Just Create Something

“All I know is, if you don't figure out this something, you'll just stay ordinary, and it doesn't matter if it's a work of art, or a taco, or a pair of socks! Just create something... new, and there it is, and it's you, out in the world, outside of you, and you can look at it, or hear it, or read it, or feel it... and you know a little more about... you. A little bit more than anyone else does... Does that make any sense at all?”

Complete sense! I cannot recall how many times I have sat, usually alone, and let my heart take in the complete wonderfulness that is P.S I Love You. It’s too wonderful. I could write a book on how it has impacted my life, but as much as the whole film always manages to stir something deep inside me, leave me with a desire to create and inspire the socks off me, I’m so grateful to Holly’s seemingly small insight. In her sweet innocent manner, she is able to capture something so beautifully and sum up exactly how my heart feels, and now my head knows it too!

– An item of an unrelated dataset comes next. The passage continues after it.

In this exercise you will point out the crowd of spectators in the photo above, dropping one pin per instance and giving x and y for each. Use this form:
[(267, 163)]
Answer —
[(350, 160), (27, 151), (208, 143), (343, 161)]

True, I have always been an “artist” in my own way, but it wasn’t until one emotional afternoon as I had sprawled myself over the lounge room floor in front of the TV painting an apricot sunset sky that this little genius line finally sunk in and opened up a whole new appreciation for my love of art.

In school I could not escape the sad fact that I was a hopeless intrapersonal learner with a melancholy temperament. How I wished my tests had concluded that I was a social, interpersonal sanguine like all the popular kids.

I did not have a positive outlook on who I was, especially considering people I looked up to also down-played the positives of being a quiet, thoughtful type with words like ‘dull’ and ‘boring’ and praised those with an outgoing personality. It wasn’t until my later years, when I escaped the claustrophobic school environment that I was able to fully embrace who I was and accept all the glorious benefits that come with being me.

I wanted to know what being a melancholic REALLY meant and so I read books about it and found people who weren’t so close-minded. I can now see, and relate to others, the difference between being lonely and just enjoying my own company, which really is something everyone NEEDS to be able to do, I just already like doing it, score! I’ve always wanted to learn more about myself and what makes me the way I am because I needed to like something about myself, and you need to like yourself, after all, you’re stuck with yourself. Art helped me do that. It’s not that I paint or draw my moods, I am definitely not an “expressionist” in the way I create, but I am able to learn about myself through discovering and sometimes surprising myself with what I am capable of.

“…and there it is, and it’s you… and you know a little bit more about… you. A little bit more than anyone else does.”